Continuing from the last post, with the original default configuration you could browse shares on the server, but with the updated configuration you can’t.
We have joined the server to Active Directory and there are likely no issues reported with running pbis status, so what could be wrong?
I had a look through some logs in /var/log/samba/, where there are logs for each machine that has tried to access a samba share. Open one of them and you’ll possibly see four errors occur (with the timestamp lines removed)

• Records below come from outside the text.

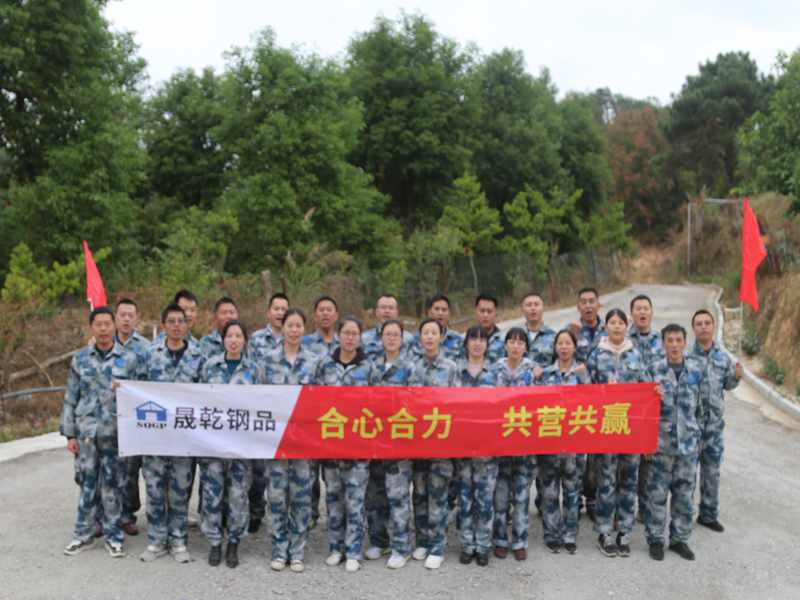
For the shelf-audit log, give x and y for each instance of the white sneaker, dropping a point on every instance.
(115, 550)
(297, 565)
(374, 553)
(433, 561)
(352, 565)
(77, 546)
(419, 553)
(396, 561)
(277, 564)
(180, 554)
(152, 552)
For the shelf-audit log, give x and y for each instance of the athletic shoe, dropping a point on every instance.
(78, 546)
(433, 561)
(152, 552)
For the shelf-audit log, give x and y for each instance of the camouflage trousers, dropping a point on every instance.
(431, 487)
(616, 492)
(345, 495)
(477, 478)
(512, 497)
(671, 476)
(168, 480)
(711, 449)
(389, 505)
(289, 491)
(258, 488)
(561, 497)
(218, 476)
(98, 474)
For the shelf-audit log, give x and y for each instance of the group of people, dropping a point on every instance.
(401, 508)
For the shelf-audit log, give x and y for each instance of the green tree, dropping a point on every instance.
(467, 212)
(411, 82)
(705, 115)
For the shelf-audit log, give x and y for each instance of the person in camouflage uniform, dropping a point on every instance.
(218, 476)
(516, 473)
(616, 360)
(290, 481)
(260, 344)
(477, 477)
(674, 467)
(559, 473)
(721, 375)
(388, 496)
(345, 480)
(89, 422)
(386, 309)
(452, 345)
(431, 477)
(168, 479)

get_schannel_session_key: could not fetch trust account password for domain 'Troliver' cli_rpc_pipe_open_schannel: failed to get schannel session key from server domaincontroller.troliver.com for domain Troliver. connect_to_domain_password_server: unable to open the domain client session to machine domaincontroller.troliver.com. Error was : NT_STATUS_CANT_ACCESS_DOMAIN_INFO. domain_client_validate: Domain password server not available.
This is crazy; it seems like there is something wrong with joining the domain – but we are already on the domain and can change users! Ah ha, but I haven’t yet run the Samba-Interop installer, which allows you to integrate PBIS authentication with Samba.
Following this guide, for version 8.x, I ran /opt/pbis/bin/samba-interop-install – but this failed!
Found smbd version 4.1.6-Ubuntu Unsupported smbd version 4.1.6-Ubuntu Error: ERROR_PRODUCT_VERSION
If anyone asks what the difference is when using Ubuntu over CentOS, one answer you might commonly find on Google is to do with how “up-to-date” Ubtuntu is, with new and updated packages all the time, compared to CentOS which may be lagging behind with older, more stable, releases. So at the time of writing, Ubuntu’s implementation of Samba – as installed by default – is at version 4.16 and PBIS is at 8.2.1.something. Both are the latest; yet they don’t work together when using the samba-interop-install to link PBIS with Samba, which only supports versions up to 3.5 it seems.
In fact, this seems to be a problem that has been around for a while. Its for PowerBroker to figure out and fix; but actually, they even only discuss version 3 in their installation guide. So we probably can’t use Samba 4 at all and there is no indication that that will change. In the meantime, you have to use an older version of Samba. But how?
[The hard way that I didn’t end up using] – Make Samba yourself
- For this, you’ll need to have installed gcc and make. You then have to remove Samba, which should also prompt you to remove libnss-winbind, libpam-winbind, samba and winbind. Use apt-get purge to get rid of the local repository files too.
- Next, you can find an appropriate version of Samba 3 to compile here (probably version 3.5 or below).
- Download it with wget (package address), use tar -xvzf to extract it, go to the source3 folder and run ./configure. This can take a while..
- Run make, more time again.
- Finally do make install
- If it all completes successfully, you can delete all of these files that you downloaded and extracted
- The installation process should have put Samba into /usr/local/ – which is where any newly compiled stuff goes by default
- After this, you need to do a few more things, but I found a much easier way to do it instead; see below.
[The easier way that I ended up using] – Install Samba from another repository
It looks like there is a way to get this working with an older version of Samba, build for Ubuntu 12. Thankfully, it worked fine – so referring to this link, the following had to be done:
- Edit /etc/apt/sources.list to include the line “deb http://ftp.sernet.de/pub/samba/3.5/debian squeeze main”. This will add the sernet server as a package repository.
- Attempt to perform apt-get update, which will initially fail since you need to have a key to authenticate with the sernet server
- As root (and you have to be, for this), write these two lines:
- gpg –export –armor F4428B1A | apt-key add –
- gpg –keyserver wwwkeys.pgp.net –recv-keys F4428B1A;
- You should now be able to perform an update successfully and install samba from this new repository with apt-get install sernet-samba.
- After this, all other commands should work the same as it would with the original distribution of Ubuntu; you don’t have to use sernet-samba for every samba command you write
Running the samba-interop-install should now work fine and, at least in my case, everything fell into place. Hopefully everything will work better now for other people too – but if anyone has any issues, comments or suggestions, please feel free to discuss them or to get in touch.